UPDF AI

Why Johnny Can’t Prompt: How Non-AI Experts Try (and Fail) to Design LLM Prompts

J.D. Zamfirescu-Pereira,Richmond Y. Wong,Bjoern Hartmann,Qian Yang

2023 · DOI: 10.1145/3544548.3581388
International Conference on Human Factors in Computing Systems · 987 Citations

TLDR

This work explores whether non-AI-experts can successfully engage in “end-user prompt engineering” using a design probe—a prototype LLM-based chatbot design tool supporting development and systematic evaluation of prompting strategies.

Abstract

Pre-trained large language models (“LLMs”) like GPT-3 can engage in fluent, multi-turn instruction-taking out-of-the-box, making them attractive materials for designing natural language interactions.
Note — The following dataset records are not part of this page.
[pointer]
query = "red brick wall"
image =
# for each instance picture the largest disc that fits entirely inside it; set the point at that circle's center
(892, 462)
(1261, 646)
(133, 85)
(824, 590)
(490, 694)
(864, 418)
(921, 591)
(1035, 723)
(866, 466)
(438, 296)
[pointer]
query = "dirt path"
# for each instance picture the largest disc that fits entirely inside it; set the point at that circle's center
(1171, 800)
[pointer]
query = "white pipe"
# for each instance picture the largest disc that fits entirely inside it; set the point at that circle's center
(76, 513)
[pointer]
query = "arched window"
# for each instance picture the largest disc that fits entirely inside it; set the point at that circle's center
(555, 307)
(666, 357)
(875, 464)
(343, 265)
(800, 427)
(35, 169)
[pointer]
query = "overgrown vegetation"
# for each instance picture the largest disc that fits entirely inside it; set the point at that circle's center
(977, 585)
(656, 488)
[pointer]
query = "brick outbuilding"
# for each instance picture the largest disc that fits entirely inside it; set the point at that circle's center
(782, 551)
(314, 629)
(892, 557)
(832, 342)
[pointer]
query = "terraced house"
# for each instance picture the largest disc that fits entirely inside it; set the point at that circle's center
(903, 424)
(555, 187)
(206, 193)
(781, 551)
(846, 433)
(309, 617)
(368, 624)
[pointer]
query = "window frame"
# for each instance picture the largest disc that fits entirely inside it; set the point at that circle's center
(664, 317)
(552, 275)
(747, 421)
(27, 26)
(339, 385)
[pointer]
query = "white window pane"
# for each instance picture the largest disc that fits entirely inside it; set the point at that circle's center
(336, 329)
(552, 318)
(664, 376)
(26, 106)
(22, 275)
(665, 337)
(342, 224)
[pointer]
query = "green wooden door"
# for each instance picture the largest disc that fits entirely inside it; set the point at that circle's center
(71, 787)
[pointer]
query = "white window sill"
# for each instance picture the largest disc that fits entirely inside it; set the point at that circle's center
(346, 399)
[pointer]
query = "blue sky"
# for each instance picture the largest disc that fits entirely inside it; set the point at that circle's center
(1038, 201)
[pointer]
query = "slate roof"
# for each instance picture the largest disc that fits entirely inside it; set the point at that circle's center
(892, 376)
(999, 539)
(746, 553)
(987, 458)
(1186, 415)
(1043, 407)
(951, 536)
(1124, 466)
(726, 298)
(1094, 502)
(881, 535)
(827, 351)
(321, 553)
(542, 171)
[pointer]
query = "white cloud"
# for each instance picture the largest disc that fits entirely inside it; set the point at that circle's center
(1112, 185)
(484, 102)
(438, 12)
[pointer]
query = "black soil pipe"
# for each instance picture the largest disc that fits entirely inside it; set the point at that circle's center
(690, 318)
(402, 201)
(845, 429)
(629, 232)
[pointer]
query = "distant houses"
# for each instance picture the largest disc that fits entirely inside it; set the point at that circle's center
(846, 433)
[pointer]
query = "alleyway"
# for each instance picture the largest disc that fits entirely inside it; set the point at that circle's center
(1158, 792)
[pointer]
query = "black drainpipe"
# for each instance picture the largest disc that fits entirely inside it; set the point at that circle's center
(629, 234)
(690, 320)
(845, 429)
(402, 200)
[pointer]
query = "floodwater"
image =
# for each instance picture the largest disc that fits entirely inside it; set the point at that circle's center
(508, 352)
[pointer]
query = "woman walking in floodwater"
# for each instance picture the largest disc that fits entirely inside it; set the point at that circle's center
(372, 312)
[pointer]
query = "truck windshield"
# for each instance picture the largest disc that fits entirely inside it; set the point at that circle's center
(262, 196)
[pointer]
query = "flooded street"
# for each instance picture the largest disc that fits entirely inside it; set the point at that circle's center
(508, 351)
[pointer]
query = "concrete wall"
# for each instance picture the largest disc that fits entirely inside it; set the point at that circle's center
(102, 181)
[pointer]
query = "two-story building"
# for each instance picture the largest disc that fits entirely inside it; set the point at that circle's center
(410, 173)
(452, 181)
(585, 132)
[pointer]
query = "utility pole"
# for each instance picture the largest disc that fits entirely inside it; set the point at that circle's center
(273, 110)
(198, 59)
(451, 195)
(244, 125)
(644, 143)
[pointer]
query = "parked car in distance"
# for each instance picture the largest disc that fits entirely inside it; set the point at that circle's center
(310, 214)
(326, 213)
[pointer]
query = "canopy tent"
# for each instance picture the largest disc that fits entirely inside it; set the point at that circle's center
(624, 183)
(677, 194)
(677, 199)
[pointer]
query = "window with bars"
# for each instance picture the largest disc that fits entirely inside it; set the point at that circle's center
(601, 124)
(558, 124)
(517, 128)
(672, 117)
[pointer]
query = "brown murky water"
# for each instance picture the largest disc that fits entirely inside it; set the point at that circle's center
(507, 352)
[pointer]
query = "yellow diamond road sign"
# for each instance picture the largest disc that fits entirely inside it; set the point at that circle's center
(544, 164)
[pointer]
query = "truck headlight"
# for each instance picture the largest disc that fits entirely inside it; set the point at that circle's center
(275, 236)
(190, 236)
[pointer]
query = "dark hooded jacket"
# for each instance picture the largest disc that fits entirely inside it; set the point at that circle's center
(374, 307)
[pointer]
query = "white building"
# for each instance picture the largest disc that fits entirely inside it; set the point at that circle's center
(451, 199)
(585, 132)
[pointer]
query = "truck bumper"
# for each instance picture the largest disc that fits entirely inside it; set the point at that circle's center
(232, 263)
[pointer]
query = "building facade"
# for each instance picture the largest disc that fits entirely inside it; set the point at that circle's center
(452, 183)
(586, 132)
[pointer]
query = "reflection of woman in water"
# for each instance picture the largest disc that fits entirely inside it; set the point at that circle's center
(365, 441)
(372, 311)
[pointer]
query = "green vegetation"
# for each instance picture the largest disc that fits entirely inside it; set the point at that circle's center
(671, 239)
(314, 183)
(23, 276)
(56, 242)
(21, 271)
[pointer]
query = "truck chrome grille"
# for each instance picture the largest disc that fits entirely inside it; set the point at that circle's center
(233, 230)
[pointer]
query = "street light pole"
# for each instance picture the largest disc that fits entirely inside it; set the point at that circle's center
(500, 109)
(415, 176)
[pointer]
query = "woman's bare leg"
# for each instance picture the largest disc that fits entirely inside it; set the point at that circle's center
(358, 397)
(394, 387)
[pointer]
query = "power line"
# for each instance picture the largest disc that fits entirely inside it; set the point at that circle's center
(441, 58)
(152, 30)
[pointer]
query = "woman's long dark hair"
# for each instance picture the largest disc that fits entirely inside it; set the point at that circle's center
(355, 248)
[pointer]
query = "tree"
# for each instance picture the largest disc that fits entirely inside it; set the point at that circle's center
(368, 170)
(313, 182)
Using natural language to steer LLM outputs (“prompting”) has emerged as an important design technique potentially accessible to non-AI-experts. Crafting effective prompts can be challenging, however, and prompt-based interactions are brittle. Here, we explore whether non-AI-experts can successfully engage in “end-user prompt engineering” using a design probe—a prototype LLM-based chatbot design tool supporting development and systematic evaluation of prompting strategies. Ultimately, our probe participants explored prompt designs opportunistically, not systematically, and struggled in ways echoing end-user programming systems and interactive machine learning systems. Expectations stemming from human-to-human instructional experiences, and a tendency to overgeneralize, were barriers to effective prompt design. These findings have implications for non-AI-expert-facing LLM-based tool design and for improving LLM-and-prompt literacy among programmers and the public, and present opportunities for further research.